Statistics: Statistics *
Probability Calculus
Chain rule and conditional probabilities
Suppose we have two random variables \(X\) and \(Y\) with joint distribution \(\mathbb{P}(X, Y)\). We understand \(\mathbb{P}(X=x, Y=y)\) as the probability that \(X\) has outcome \(x\) and \(Y\) has outcome \(y\). Intuitively, we can also understand that joint probability as follows: my belief that will take on outcome \(x\) and \(y\) takes on outcome can be ‘decomposed’ into my belief that \(X\) will take on \(x\) in general, and then that \(Y\) takes on value \(y\) given that \(X\) has taken on value \(x\). For example, my belief in me studying well and passing the exam is simply my belief in me studying well in general combined with my belief that if I study well, I will pass the exam. Formally, we write this as \[\mathbb{P}(X=x, Y=y) = \mathbb{P}(X=x) \cdot \mathbb{P}(Y=y \mid X=x).\] The opposite reasoning also goes, so \[\mathbb{P}(X=x, Y=y) = \mathbb{P}(Y=y) \cdot \mathbb{P}(X=x \mid Y=y).\] This is called the chain rule of probability theory (or the general multiplication rule), and this rule you will use over and over when doing probability calculus. At this point, it becomes a bit convoluted to write \(X=x\) every time, so we might write this also as \[\mathbb{P}(X, Y) = \mathbb{P}(X) \cdot \mathbb{P}(Y \mid X),\] to mean that \[\mathbb{P}(X=x, Y=y) = \mathbb{P}(X=x) \cdot \mathbb{P}(Y=y \mid X=x)\quad\text{for all }x\text{ and }y.\] Moreover, this rule generalizes, e.g. \[\mathbb{P}(X, Y, Z) = \mathbb{P}(X) \cdot \mathbb{P}(Y, Z \mid X)\] and thus \[\mathbb{P}(X, Y, Z) = \mathbb{P}(X) \cdot \mathbb{P}(Y \mid X) \cdot \mathbb{P}(Z \mid X, Y).\] In its most general glory, it would say that \[\boxed{\mathbb{P}(X_1, \cdots, X_n) = \prod_{k=1}^n \mathbb{P}(X_k \mid X_1, \cdots, X_{k-1})}.\] This also gives us a way to define conditional probabilities directly. Since \[\mathbb{P}(X, Y) = \mathbb{P}(X) \cdot \mathbb{P}(Y \mid X),\] we know that \[\boxed{\mathbb{P}(Y \mid X) = \frac{\mathbb{P}(X, Y)}{\mathbb{P}(X)}}\] given that \(\mathbb{P}(X)\neq 0\).
Marginalization and marginal probabilities
Another very important fact of probability theory is marginalization. It says that if we have two random variables \(X\) and \(Y\), we can understand \(\mathbb{P}(X=x)\) also as a ‘summed out’ probabilities of the joint distribution of \(X\) and \(Y\), i.e. \[\boxed{\mathbb{P}(X=x) = \sum_{y} \mathbb{P}(X=x, Y=y)}.\] Equivalently, we can say that \[\boxed{\mathbb{P}(X=x) = \sum_{y} \mathbb{P}(X=x \mid Y=y) \cdot \mathbb{P}(Y=y)}.\] This definition makes intuitive sense: my believe in \(X\) taking on outcome \(x\) in general, is simply a combined version of \(X\) taking on \(x\) given that \(Y=y\), weighted by my belief in \(Y=y\). Here, we say that \(\mathbb{P}(X)\) is a marginal probability.

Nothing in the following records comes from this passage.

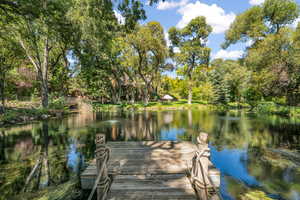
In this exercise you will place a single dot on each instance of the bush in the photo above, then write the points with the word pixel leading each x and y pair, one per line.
pixel 57 103
pixel 272 108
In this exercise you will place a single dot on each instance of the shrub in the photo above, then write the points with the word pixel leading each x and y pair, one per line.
pixel 57 103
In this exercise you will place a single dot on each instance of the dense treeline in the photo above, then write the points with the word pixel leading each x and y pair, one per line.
pixel 81 47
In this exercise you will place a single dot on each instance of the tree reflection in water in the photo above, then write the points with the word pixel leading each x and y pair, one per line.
pixel 242 148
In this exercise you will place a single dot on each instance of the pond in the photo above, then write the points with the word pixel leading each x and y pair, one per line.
pixel 255 154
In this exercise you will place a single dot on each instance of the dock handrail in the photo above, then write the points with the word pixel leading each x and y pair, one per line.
pixel 199 172
pixel 102 156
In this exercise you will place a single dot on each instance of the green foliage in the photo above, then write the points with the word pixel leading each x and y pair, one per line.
pixel 191 42
pixel 273 57
pixel 272 108
pixel 57 103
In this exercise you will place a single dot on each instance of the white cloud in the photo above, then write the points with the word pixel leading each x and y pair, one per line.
pixel 215 16
pixel 256 2
pixel 249 43
pixel 171 4
pixel 228 54
pixel 119 17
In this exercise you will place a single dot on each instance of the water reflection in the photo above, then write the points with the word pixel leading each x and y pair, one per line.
pixel 243 148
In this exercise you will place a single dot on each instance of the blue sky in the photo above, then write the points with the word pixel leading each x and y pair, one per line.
pixel 219 14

Exercise Suppose we have a joint distribution \(\mathbb{P}(X_1, X_2, X_3, X_4)\), how can we use the above two rules to find \(\mathbb{P}(X_1 = 1 \mid X_4=1, X_2 = 0)\)? The answer will be covered in the theory page on graphical models.
Bayes' rule
Summary In this theory page, you have learned how to answer queries such as marginals and conditionals given your joint distribution. For this, we have looked at the most important rules of probability theory.